The book “Nature,” edited by Jeffrey Kastner, is a book of essays documenting major themes and ideas on nature in contemporary art. Here are four of my favorite passages from the book:
"In Fulton's art, walking is presented as one man's most basic dialogues with nature, a dialogue not coincidentally central to the nomadic 'landscape' in the traditional sense of a still image, but as a physical experience." (37 Michael Auping, 'A Nomad among Builders' 1987)
"But around them our ancestors also saw other objects, far more mysterious: rocks, rivers, mountains, the thunderstorm, the rain, the stars in the sky. If these objects exist it must also be for a purpose; to nourish it they had also to have a spirit or soul. Thus was the world's strangeness resolved for those early human beings: in reality there exist no inanimate objects. For such a thing would be incomprehensible. In the river's depths, on mountaintop, more subtle spirits pursue vaster and more impenetrable designs than the transparent ones animating men and beasts. Thus were our forebears wont to see in nature's forms and events the action of forces either benign or hostile, but never indifferent—never totally alien." (83 Jacques Monod 'Chance and Necessity' 1970)
"The world we live in is a revelation that can be 'read', experienced. Everything we experience or are able to experience is significant for itself and for everything. We can find this significance everywhere around us.
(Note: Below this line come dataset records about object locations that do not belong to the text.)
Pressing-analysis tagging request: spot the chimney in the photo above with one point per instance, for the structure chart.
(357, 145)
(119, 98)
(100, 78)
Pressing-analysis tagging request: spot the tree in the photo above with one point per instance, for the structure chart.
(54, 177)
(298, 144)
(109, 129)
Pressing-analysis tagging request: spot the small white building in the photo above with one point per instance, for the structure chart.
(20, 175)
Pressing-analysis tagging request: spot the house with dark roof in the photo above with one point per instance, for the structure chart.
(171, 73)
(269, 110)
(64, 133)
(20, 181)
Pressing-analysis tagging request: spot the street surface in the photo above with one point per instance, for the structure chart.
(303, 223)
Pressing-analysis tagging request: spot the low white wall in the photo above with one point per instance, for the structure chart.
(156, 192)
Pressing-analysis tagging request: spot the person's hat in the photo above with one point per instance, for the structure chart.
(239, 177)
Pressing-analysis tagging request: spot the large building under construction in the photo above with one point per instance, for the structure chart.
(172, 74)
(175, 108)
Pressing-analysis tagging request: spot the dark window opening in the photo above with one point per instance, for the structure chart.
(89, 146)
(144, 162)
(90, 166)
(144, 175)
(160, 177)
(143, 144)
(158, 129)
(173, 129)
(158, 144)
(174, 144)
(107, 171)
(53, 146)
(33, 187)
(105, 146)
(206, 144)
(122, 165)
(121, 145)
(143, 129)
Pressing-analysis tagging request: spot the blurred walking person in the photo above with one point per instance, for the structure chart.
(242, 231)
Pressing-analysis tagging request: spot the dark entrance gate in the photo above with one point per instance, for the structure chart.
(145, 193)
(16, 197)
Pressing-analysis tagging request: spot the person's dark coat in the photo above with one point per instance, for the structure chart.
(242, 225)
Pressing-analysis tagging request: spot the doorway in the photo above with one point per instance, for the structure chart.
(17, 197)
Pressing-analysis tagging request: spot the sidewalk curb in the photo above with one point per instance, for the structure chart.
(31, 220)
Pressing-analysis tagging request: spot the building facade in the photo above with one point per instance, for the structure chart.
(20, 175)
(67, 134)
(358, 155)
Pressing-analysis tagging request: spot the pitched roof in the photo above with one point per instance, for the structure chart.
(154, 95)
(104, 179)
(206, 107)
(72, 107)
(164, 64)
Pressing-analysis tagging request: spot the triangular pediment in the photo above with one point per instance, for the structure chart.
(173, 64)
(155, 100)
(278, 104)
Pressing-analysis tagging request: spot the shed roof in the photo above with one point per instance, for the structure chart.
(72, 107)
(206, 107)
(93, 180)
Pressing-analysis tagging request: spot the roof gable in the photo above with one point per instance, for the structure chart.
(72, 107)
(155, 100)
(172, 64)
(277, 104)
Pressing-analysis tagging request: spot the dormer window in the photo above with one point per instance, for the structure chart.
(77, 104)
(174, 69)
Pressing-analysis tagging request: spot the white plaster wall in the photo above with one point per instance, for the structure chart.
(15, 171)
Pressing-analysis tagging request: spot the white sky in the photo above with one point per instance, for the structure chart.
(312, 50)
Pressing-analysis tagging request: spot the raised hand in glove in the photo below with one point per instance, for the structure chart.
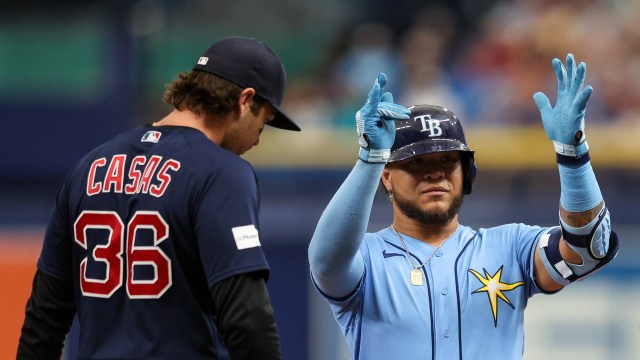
(564, 123)
(375, 125)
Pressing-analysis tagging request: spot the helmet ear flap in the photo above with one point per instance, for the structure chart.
(469, 172)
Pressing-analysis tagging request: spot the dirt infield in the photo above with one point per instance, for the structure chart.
(19, 250)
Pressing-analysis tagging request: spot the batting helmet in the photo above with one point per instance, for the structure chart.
(432, 129)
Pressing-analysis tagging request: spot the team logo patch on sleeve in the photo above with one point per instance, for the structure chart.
(151, 136)
(246, 236)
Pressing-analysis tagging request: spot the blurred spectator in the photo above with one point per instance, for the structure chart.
(425, 50)
(369, 50)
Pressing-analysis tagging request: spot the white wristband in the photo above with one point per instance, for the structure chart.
(374, 155)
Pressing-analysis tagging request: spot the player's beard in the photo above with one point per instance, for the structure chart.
(437, 218)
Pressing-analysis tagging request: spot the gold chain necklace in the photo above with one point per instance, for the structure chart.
(416, 274)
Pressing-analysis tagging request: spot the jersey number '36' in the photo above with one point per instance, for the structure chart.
(110, 254)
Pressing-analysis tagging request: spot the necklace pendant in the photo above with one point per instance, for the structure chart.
(416, 277)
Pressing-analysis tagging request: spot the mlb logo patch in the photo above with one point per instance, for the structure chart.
(151, 136)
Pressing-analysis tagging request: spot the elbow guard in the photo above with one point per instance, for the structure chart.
(595, 243)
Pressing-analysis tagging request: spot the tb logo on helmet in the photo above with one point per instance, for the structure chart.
(429, 125)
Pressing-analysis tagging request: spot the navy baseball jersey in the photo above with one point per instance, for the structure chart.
(473, 295)
(144, 226)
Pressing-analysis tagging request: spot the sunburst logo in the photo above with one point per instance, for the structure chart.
(495, 289)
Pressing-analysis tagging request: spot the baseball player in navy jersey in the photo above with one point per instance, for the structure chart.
(154, 239)
(427, 287)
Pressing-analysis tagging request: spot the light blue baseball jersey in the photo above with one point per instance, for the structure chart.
(470, 306)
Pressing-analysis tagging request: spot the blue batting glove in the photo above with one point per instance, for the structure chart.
(564, 123)
(375, 125)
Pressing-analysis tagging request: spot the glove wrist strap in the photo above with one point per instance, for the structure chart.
(575, 151)
(374, 155)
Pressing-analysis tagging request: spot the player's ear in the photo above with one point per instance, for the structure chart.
(245, 99)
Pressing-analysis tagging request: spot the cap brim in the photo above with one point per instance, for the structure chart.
(282, 120)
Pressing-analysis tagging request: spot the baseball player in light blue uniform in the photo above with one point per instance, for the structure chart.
(428, 287)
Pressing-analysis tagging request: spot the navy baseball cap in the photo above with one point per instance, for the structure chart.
(248, 62)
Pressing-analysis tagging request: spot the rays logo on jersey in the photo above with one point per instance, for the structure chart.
(495, 288)
(151, 136)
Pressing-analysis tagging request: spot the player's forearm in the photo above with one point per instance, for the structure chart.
(245, 318)
(343, 223)
(49, 314)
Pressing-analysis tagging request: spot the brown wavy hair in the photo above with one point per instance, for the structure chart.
(206, 94)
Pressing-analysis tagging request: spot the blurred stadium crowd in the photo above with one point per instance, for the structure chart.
(486, 68)
(483, 59)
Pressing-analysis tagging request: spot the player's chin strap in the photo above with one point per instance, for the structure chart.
(586, 241)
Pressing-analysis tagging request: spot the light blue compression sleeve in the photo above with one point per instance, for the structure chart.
(336, 265)
(579, 190)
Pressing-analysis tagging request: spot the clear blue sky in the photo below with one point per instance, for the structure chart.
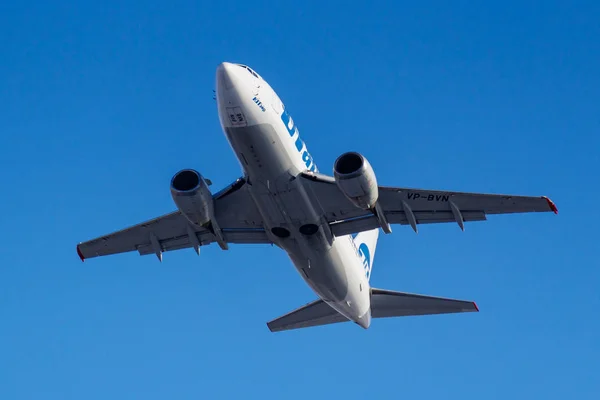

But plastics, cars, computers and ice cream have in the first place significance for our human life and culture, plants, trees, birds flying, earth and the streams of water are of more general significance, because they form part of our primary reality, nature. That many of us do not know anything anymore of this primary reality is dramatic, makes life poor, makes culture poor, but does not change the actuality of its primarity." (163 herman de vries 'the world we live in,' 1992)
"I think natural disasters have been looked upon in the wrong way.
Newspapers always say they are bad, a shame.
I like natural disasters and I think that they may be the highest form of art possible to experience.
For one thing they are impersonal.
I don't think art can stand up to nature.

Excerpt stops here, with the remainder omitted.